Leaping through RPKI history with Ziggy

By Roland van Rijswijk-Deij on 30 Aug 2019

RPKI, the Resource Public Key Infrastructure, is an important cornerstone in securing the BGP routing system on the Internet. In its current form, RPKI enables resource owners (for example, holders of IP prefixes) to issue digitally signed statements about which Autonomous Systems (ASes) may originate routes for those prefixes, using so-called Route Origin Authorizations (ROAs). These ROAs can then be validated independently and used by routers to check if the BGP updates that they receive from peers are legitimate. By checking if BGP announcements are valid, routers can prevent prefix hijacks from propagating, protecting Internet traffic from honest misconfigurations, but also from malicious announcements.

Key points:

We developed a new tool called Ziggy to run historic RPKI data data through Routinator to validate it, and to take a peek into RPKI history at the same time.
We discovered that data before 2014 was difficult to validate and investigated the cause of some large disaggregation events.
The use of RPKI is growing rapidly, especially in the last two years. In fact, we have just passed 100,000 VRPs!
The use of MaxLength is slightly more common for IPv6 than for IPv4. We also noticed a trend towards smaller prefix sizes.
We also analysed global coverage and accuracy, noticing that growth rate differs by region, and accuracy is already high and still improving.

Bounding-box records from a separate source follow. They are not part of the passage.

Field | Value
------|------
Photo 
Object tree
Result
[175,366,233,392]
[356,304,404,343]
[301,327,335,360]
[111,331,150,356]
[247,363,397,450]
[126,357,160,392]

Figure 1 — Routinator logo.

Since 2018, NLnet Labs has a new line of open source projects focusing on RPKI. Our first project in this space is Routinator, which is so-called Relying Party (RP) software. It plays the important role of validating ROAs and outputting so-called Verified ROA Payloads (or ‘VRPs’ for short) that routers can use to filter out invalid BGP updates. Of course, given the vital role it plays, we thoroughly test every release of Routinator carefully with current RPKI data before releasing it. But then we got our hands on some great data archived by our good friends at the RIPE NCC: all historic RPKI data going back to the very origins of the protocol in 2011. This was, of course, an opportunity we could not resist: we wanted to run all of that data through Routinator to test it, and to take a peek into RPKI history at the same time. This long-read blog tells the story of how we did this with a tool called ‘Ziggy’ and what we found.

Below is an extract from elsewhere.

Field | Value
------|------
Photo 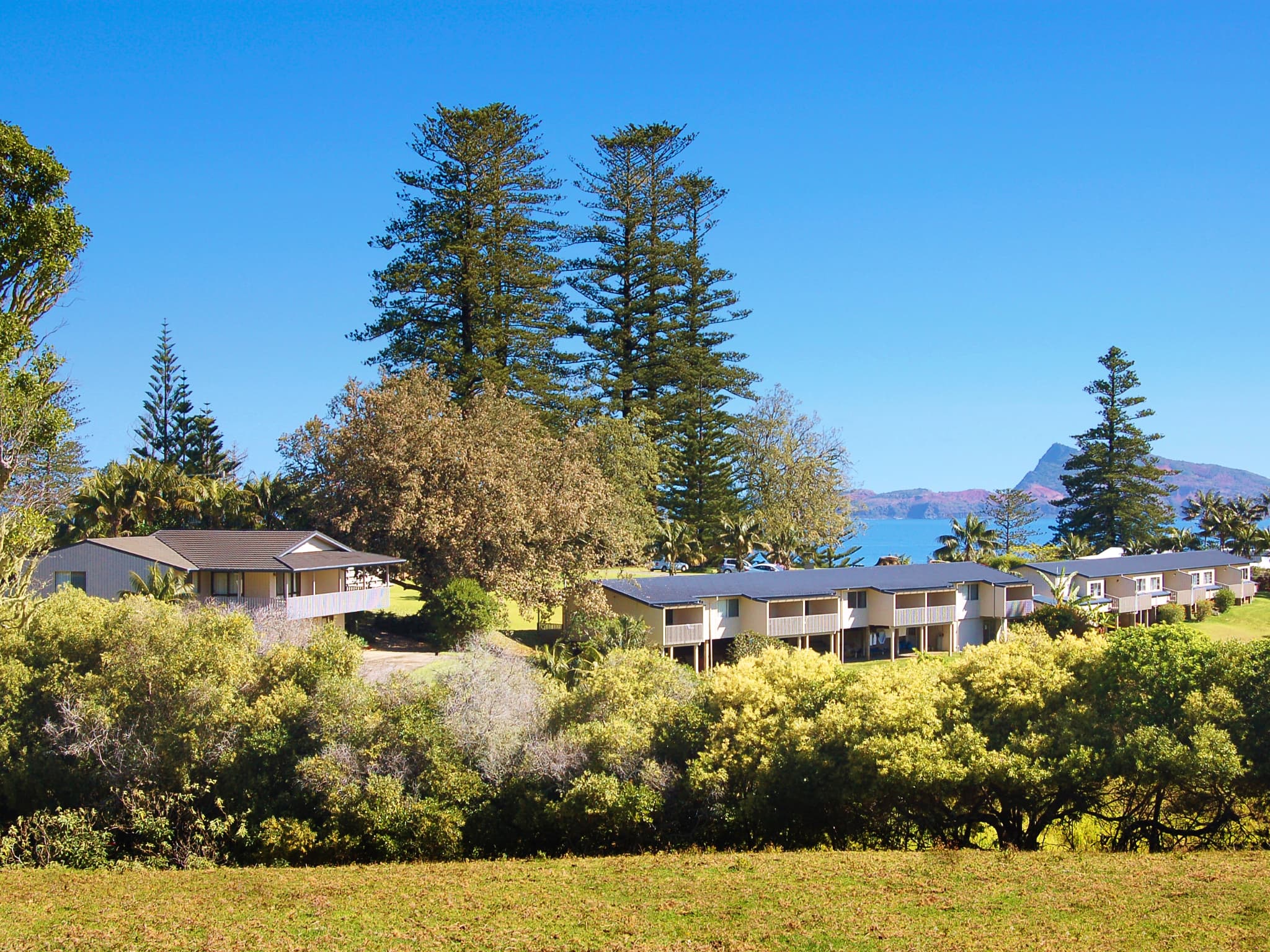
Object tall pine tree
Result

Figure 2 — Al & Sam in Quantum Leap episode ‘Ghost Ship’ (S4, E16).

Al: “Ziggy says the odds are real good.”
Sam: “How good?”
Al: “Oh, you know. They’re way up there.”

To use Routinator on the archived RPKI data, we need a couple of things to come together. We need to grab data for the right date from the RIPE archive, we need to figure out which objects are in the archived data, we need to recreate the RPKI trust roots (so-called ‘TALs’) for that date, and finally, we need to run Routinator as if it were that day. Being the sci-fi geeks that we are, we of course had to pick an appropriate name for the tool that would perform this task. Given that we were essentially making Routinator travel back in time, we decided to call the tool ‘Ziggy’ after the eponymous computer in 1990s sci-fi classic ‘Quantum Leap’. And, of course, we open-sourced Ziggy so you can play around with the data too.

First things first: what could we validate?

This weekend, in just over 15 hours, @routinator3000 sequentially validated over 8 years of RPKI data. And the slowest step in that exercise was my script that extracted the datasets from .tar.gz files. Awesome! 🚀🚀🚀

— Roland van Rijswijk-Deij 🇳🇱🇪🇺🏳️‍🌈 (@reseauxsansfil) May 20, 2019

The first thing we wanted to find out is what we could validate. So we used Ziggy to run all the data we got from RIPE through Routinator. This took over 15 hours, but considering that this was over 8 years of data (to be precise: 3,109 days of data) that was pretty impressively fast!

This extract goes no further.